The mercurial Dubs have been doing this all season long: they flop in Galway and bounce back against All-Ireland champions Clare; they suffer score starvation against 14 Waterford men but hit a thrilling 1-22 riposte against Kilkenny; they surrender an early six-point lead in Tipperary but bounce back to win their relegation play-of in Waterford.
Now the pattern has turned on its head for the championship: composed and resolute in Wexford, ragged in Croker. On that basis, a Thurles tour de force beckons before they crash out at the semis. If only hurling were that simple.
2 Re-examine their forward tactics. The stats don’t lie: whatever was the plan to unhinge the veteran trio in Kilkenny’s defence, it didn’t work. The team scored a paltry 1-9. The six starting forwards tallied 1-7 but only 1-3 from play. Three of the six didn’t score from play, and there wasn’t any scoring support from midfield or half-back either.
As Loughnane maintained afterwards, playing two inside forwards “handed the initiative to Kilkenny from the off”. That said, it might have helped if the delivery inside was less haphazard and gave those outnumbered attackers a fighting chance. Our tuppence-worth?
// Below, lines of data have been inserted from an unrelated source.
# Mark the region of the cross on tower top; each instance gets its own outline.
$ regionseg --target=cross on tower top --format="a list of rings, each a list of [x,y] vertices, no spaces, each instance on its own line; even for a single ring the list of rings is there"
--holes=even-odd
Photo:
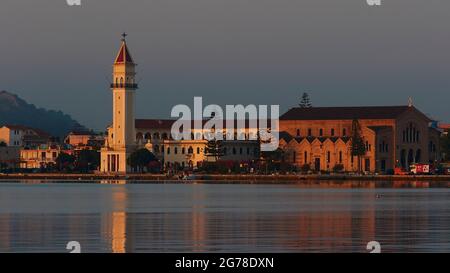
[[[125,38],[128,36],[126,32],[122,33],[122,41],[125,42]]]

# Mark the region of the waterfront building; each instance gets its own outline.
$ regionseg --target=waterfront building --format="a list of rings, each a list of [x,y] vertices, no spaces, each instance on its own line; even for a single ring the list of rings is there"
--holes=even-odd
[[[4,125],[0,128],[0,142],[14,147],[36,147],[46,144],[50,135],[40,129],[23,125]]]
[[[61,153],[58,146],[38,147],[35,149],[20,150],[20,168],[40,169],[56,165],[56,159]]]
[[[0,171],[19,167],[20,148],[16,146],[0,146]]]
[[[352,127],[357,121],[366,154],[365,172],[408,169],[413,163],[435,163],[440,132],[413,105],[375,107],[292,108],[280,118],[286,160],[316,171],[357,171],[351,156]]]
[[[104,138],[92,132],[72,131],[66,136],[64,143],[73,148],[86,146],[101,147],[104,145]]]

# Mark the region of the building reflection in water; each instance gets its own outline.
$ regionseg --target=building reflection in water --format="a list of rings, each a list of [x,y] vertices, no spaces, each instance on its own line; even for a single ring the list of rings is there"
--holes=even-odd
[[[110,252],[126,252],[127,231],[127,187],[125,180],[103,182],[101,184],[114,184],[111,192],[112,211],[103,216],[103,236],[110,240]]]
[[[450,251],[450,192],[403,189],[426,183],[104,184],[3,188],[0,252]]]

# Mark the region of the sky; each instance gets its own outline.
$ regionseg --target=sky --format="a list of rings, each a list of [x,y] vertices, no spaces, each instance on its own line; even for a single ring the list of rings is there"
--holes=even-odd
[[[450,122],[450,1],[0,1],[0,90],[103,130],[120,34],[137,118],[173,106],[414,105]]]

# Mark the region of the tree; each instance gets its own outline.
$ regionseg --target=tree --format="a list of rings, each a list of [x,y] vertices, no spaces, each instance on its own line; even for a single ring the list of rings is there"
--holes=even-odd
[[[309,98],[308,93],[306,93],[306,92],[303,93],[299,106],[300,106],[300,108],[311,108],[312,107],[311,99]]]
[[[221,140],[211,139],[206,144],[205,156],[213,157],[214,161],[219,160],[224,155],[223,144]]]
[[[148,169],[154,161],[158,161],[156,156],[145,148],[134,151],[127,159],[128,165],[138,172],[143,172],[145,167]]]
[[[358,172],[361,173],[361,158],[366,155],[366,145],[364,138],[361,136],[361,125],[357,119],[352,122],[352,156],[358,158]]]
[[[68,171],[73,168],[73,163],[75,162],[75,157],[67,153],[59,153],[56,158],[56,167],[60,171]]]

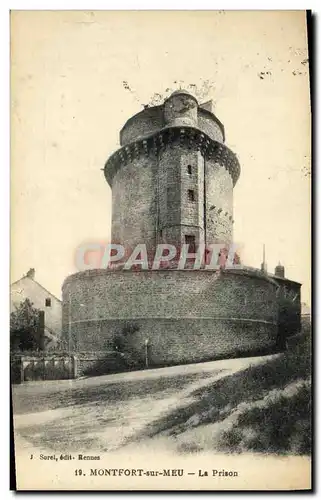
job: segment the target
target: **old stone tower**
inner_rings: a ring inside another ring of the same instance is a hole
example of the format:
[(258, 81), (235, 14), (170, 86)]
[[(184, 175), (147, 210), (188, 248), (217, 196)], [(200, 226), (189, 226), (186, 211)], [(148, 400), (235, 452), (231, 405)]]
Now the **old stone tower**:
[(176, 91), (128, 120), (120, 145), (105, 167), (113, 242), (132, 248), (232, 240), (240, 166), (211, 103), (199, 106)]
[[(211, 103), (184, 90), (130, 118), (104, 169), (111, 241), (128, 254), (140, 244), (152, 254), (158, 243), (230, 243), (240, 165), (224, 141)], [(79, 272), (62, 288), (64, 336), (83, 367), (115, 349), (138, 365), (147, 356), (149, 366), (268, 351), (279, 333), (279, 290), (300, 295), (299, 283), (278, 276), (242, 266)], [(283, 301), (283, 311), (295, 316), (298, 301)]]

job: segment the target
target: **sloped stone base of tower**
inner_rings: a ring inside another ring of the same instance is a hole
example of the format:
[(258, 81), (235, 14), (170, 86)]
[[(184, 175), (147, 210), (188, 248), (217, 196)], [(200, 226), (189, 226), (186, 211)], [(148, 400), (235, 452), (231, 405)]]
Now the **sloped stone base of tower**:
[(63, 334), (79, 353), (121, 353), (124, 367), (267, 353), (275, 291), (248, 269), (81, 272), (63, 285)]

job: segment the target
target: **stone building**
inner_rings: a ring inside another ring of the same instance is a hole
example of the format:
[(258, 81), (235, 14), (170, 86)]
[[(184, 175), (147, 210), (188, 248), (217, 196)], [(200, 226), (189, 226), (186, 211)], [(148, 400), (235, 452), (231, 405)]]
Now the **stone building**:
[[(158, 244), (233, 242), (240, 165), (211, 103), (179, 90), (145, 108), (122, 128), (104, 173), (112, 189), (111, 241), (125, 246), (125, 257), (140, 244), (152, 255)], [(295, 291), (294, 301), (285, 290)], [(284, 278), (280, 266), (269, 275), (241, 265), (120, 265), (71, 275), (62, 293), (63, 334), (72, 349), (99, 358), (121, 336), (137, 363), (147, 357), (149, 366), (269, 352), (284, 318), (300, 327), (300, 284)]]
[(53, 344), (61, 337), (62, 303), (35, 279), (35, 270), (29, 271), (10, 287), (11, 311), (25, 299), (44, 312), (45, 345)]

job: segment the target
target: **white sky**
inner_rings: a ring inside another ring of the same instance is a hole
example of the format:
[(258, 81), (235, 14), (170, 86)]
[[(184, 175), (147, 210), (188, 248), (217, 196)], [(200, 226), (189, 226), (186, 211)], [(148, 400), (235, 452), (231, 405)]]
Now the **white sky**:
[(304, 12), (16, 12), (11, 39), (11, 281), (35, 267), (60, 296), (79, 244), (108, 240), (100, 169), (124, 122), (176, 81), (215, 101), (240, 160), (244, 264), (259, 267), (265, 243), (269, 271), (280, 260), (310, 302)]

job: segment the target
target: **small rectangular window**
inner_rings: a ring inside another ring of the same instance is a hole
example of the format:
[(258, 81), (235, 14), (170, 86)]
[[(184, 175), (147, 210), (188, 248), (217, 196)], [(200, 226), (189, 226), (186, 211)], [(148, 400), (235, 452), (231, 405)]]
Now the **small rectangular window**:
[(188, 252), (189, 253), (196, 252), (195, 236), (193, 236), (191, 234), (186, 234), (185, 235), (185, 244), (188, 245)]
[(195, 193), (194, 193), (193, 189), (188, 190), (188, 199), (189, 199), (189, 201), (195, 201)]

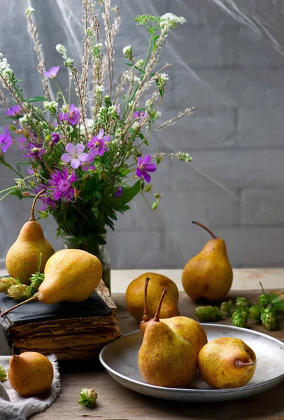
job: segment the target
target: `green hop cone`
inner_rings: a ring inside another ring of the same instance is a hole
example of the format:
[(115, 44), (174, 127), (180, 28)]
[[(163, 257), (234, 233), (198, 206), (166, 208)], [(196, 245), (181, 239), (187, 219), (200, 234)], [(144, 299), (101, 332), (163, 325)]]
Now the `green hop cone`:
[[(94, 392), (94, 388), (83, 388), (80, 393), (80, 400), (78, 403), (83, 405), (83, 407), (94, 408), (96, 405), (97, 398), (98, 394), (97, 392)], [(82, 407), (82, 408), (83, 408), (83, 407)]]
[(258, 304), (254, 304), (248, 308), (248, 316), (255, 321), (260, 321), (260, 315), (262, 311), (262, 307)]
[(246, 327), (248, 321), (248, 312), (247, 309), (236, 309), (232, 315), (232, 322), (235, 327)]
[(236, 300), (236, 307), (237, 309), (248, 309), (252, 303), (246, 298), (237, 298)]
[(13, 277), (1, 277), (0, 278), (0, 292), (6, 293), (9, 287), (13, 284), (17, 284), (19, 281)]
[(269, 296), (267, 293), (264, 293), (263, 295), (260, 295), (258, 298), (258, 302), (260, 306), (265, 307), (269, 303)]
[(267, 330), (275, 330), (277, 322), (277, 316), (271, 308), (263, 309), (260, 319), (264, 328)]
[(218, 308), (209, 305), (197, 307), (194, 314), (202, 322), (219, 321), (222, 318), (222, 314)]
[(229, 315), (231, 309), (232, 309), (232, 307), (233, 306), (233, 302), (232, 302), (231, 300), (228, 300), (227, 302), (223, 302), (222, 303), (221, 303), (220, 305), (220, 309), (221, 309), (221, 312), (222, 314), (226, 314)]
[(32, 296), (31, 288), (26, 284), (13, 284), (8, 289), (8, 293), (15, 300), (26, 300)]
[(3, 381), (6, 381), (7, 379), (7, 374), (6, 370), (2, 366), (0, 366), (0, 381), (3, 382)]

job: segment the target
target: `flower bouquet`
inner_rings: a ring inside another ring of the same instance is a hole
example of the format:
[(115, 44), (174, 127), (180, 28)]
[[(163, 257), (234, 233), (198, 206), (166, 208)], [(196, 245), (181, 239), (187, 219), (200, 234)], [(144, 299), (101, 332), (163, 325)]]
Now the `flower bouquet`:
[[(113, 40), (121, 23), (119, 10), (111, 7), (111, 0), (83, 0), (83, 8), (84, 52), (80, 72), (66, 48), (56, 46), (67, 69), (66, 91), (57, 80), (60, 66), (45, 68), (32, 8), (26, 14), (38, 58), (43, 96), (26, 98), (20, 80), (1, 55), (0, 81), (14, 104), (11, 106), (4, 91), (0, 91), (0, 99), (8, 109), (6, 118), (12, 120), (0, 135), (0, 162), (17, 178), (14, 186), (0, 192), (0, 200), (8, 195), (34, 197), (43, 190), (39, 216), (53, 216), (58, 234), (71, 242), (67, 246), (97, 255), (106, 244), (106, 227), (114, 229), (117, 212), (129, 209), (129, 203), (139, 192), (145, 198), (152, 190), (150, 174), (165, 153), (143, 155), (141, 146), (149, 146), (153, 133), (194, 108), (158, 122), (158, 108), (169, 79), (164, 70), (170, 65), (158, 67), (159, 53), (169, 31), (183, 24), (183, 18), (171, 13), (138, 16), (136, 24), (144, 25), (150, 36), (145, 56), (136, 57), (131, 46), (125, 47), (125, 71), (114, 87)], [(57, 90), (55, 97), (52, 84)], [(71, 100), (72, 88), (76, 104)], [(12, 145), (22, 150), (25, 162), (12, 164), (6, 161), (5, 153)], [(181, 152), (168, 155), (187, 162), (192, 159)], [(160, 198), (155, 194), (155, 202), (149, 204), (151, 209), (157, 207)]]

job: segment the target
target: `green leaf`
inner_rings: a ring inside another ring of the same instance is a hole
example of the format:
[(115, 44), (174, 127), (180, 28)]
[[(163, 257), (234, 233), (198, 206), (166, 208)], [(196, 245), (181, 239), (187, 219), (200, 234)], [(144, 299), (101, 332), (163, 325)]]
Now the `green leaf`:
[(28, 102), (38, 102), (43, 101), (48, 101), (48, 98), (45, 98), (44, 97), (34, 97), (34, 98), (29, 98), (27, 99)]

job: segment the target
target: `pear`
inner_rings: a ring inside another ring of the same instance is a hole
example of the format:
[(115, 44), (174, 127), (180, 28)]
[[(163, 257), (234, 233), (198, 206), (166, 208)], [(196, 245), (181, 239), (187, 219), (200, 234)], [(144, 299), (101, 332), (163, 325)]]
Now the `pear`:
[(198, 369), (203, 380), (213, 388), (238, 388), (252, 379), (256, 356), (241, 340), (222, 337), (201, 349), (198, 355)]
[(168, 388), (187, 386), (194, 378), (197, 356), (192, 346), (159, 322), (164, 289), (157, 312), (147, 324), (138, 356), (139, 370), (148, 384)]
[(204, 225), (198, 222), (192, 223), (204, 227), (213, 239), (185, 265), (182, 274), (183, 288), (194, 301), (201, 298), (211, 302), (224, 299), (233, 281), (233, 270), (227, 255), (226, 244)]
[[(150, 279), (145, 280), (144, 289), (144, 314), (140, 323), (140, 329), (144, 335), (147, 324), (150, 320), (148, 314), (147, 291)], [(207, 343), (207, 335), (201, 326), (194, 319), (187, 316), (172, 316), (171, 318), (161, 318), (160, 322), (166, 324), (173, 331), (188, 341), (198, 355), (200, 350)]]
[(100, 282), (102, 272), (99, 258), (85, 251), (58, 251), (46, 263), (44, 280), (38, 291), (32, 298), (5, 311), (1, 316), (31, 300), (48, 304), (63, 301), (83, 302)]
[(19, 279), (23, 284), (29, 284), (31, 274), (36, 272), (39, 255), (42, 254), (40, 272), (43, 273), (47, 260), (55, 250), (43, 235), (43, 229), (34, 218), (34, 206), (37, 198), (45, 190), (36, 195), (29, 220), (24, 223), (15, 242), (9, 248), (6, 266), (11, 277)]
[(36, 351), (16, 356), (12, 347), (8, 377), (13, 389), (21, 396), (31, 396), (47, 391), (53, 380), (53, 367), (47, 357)]
[(129, 284), (126, 290), (125, 299), (130, 314), (139, 322), (142, 319), (145, 277), (149, 277), (150, 279), (148, 290), (149, 300), (148, 309), (150, 317), (154, 316), (164, 288), (166, 288), (168, 293), (161, 309), (161, 318), (178, 316), (180, 314), (178, 307), (178, 290), (176, 284), (166, 276), (152, 272), (143, 273)]

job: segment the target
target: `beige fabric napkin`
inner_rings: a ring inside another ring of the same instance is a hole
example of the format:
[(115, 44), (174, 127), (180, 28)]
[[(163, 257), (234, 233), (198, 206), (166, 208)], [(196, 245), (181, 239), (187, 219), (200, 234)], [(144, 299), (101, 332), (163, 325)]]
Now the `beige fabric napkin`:
[[(0, 356), (0, 365), (6, 372), (10, 356)], [(22, 397), (14, 391), (7, 379), (0, 383), (0, 420), (26, 420), (50, 407), (60, 392), (60, 375), (56, 356), (48, 356), (54, 370), (53, 382), (49, 390), (34, 397)]]

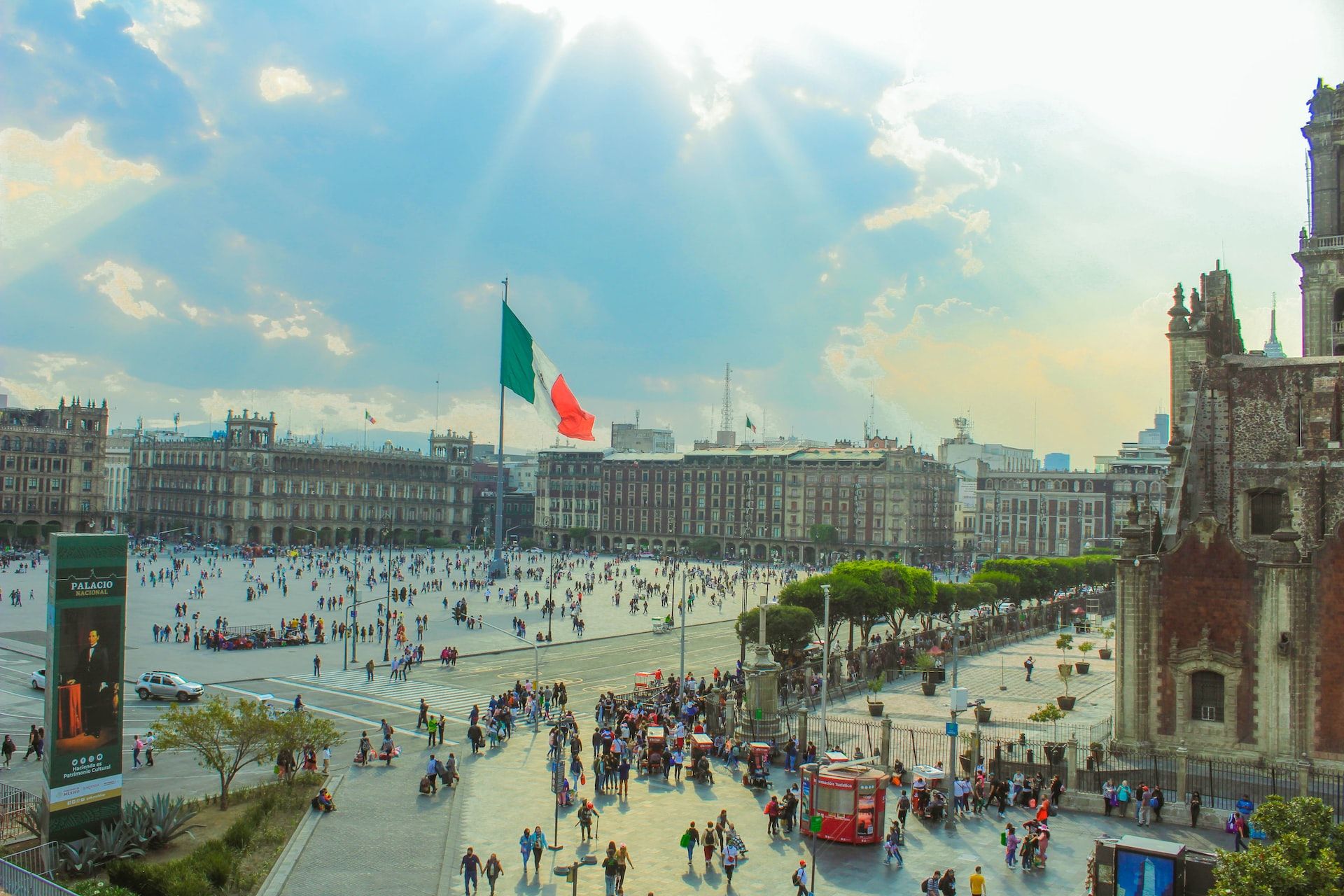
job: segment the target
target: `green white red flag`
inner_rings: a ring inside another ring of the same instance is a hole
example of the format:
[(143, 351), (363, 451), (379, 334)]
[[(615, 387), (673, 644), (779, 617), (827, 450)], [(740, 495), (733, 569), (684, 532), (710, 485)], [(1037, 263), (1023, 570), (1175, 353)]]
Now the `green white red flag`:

Restore Alan McCrabbe to his most effective role as half-forward ‘floater’, recall Paul Ryan to the inside line, and limit the positional rotation within games.
3 Ensure that your main players are primed to deliver on July 27. This, arguably, is the key to redemption. Yesterday morning’s qualifier draw increases the likelihood that Dublin will be facing a revitalised heavyweight at the quarter-final stage, now that Tipperary and the winners of the Wexford/Clare replay have been kept apart.
In that scenario, Daly must hope that the next three weeks of training restore match sharpness to Danny Sutcliffe’s legs and wrists; that Conal Keaney rediscovers the touch that mysteriously went AWOL on Sunday; that Peter Kelly relocates his absent All Star form.
In truth, Dublin’s well of talent doesn’t run so deep that they can afford so many of their chosen 15 off the pace on the same day. They don’t have a King Henry waiting in the wings.
4 Disprove the doubters who will cite Sunday as further proof of Dublin’s recurring condition of “second season syndrome”, whereby every ground-breaking campaign (reaching the Leinster final in 2009, winning the league in 2011, conquering Leinster in 2013) is followed by a jarring step backwards.
They can’t let it end that way in Thurles.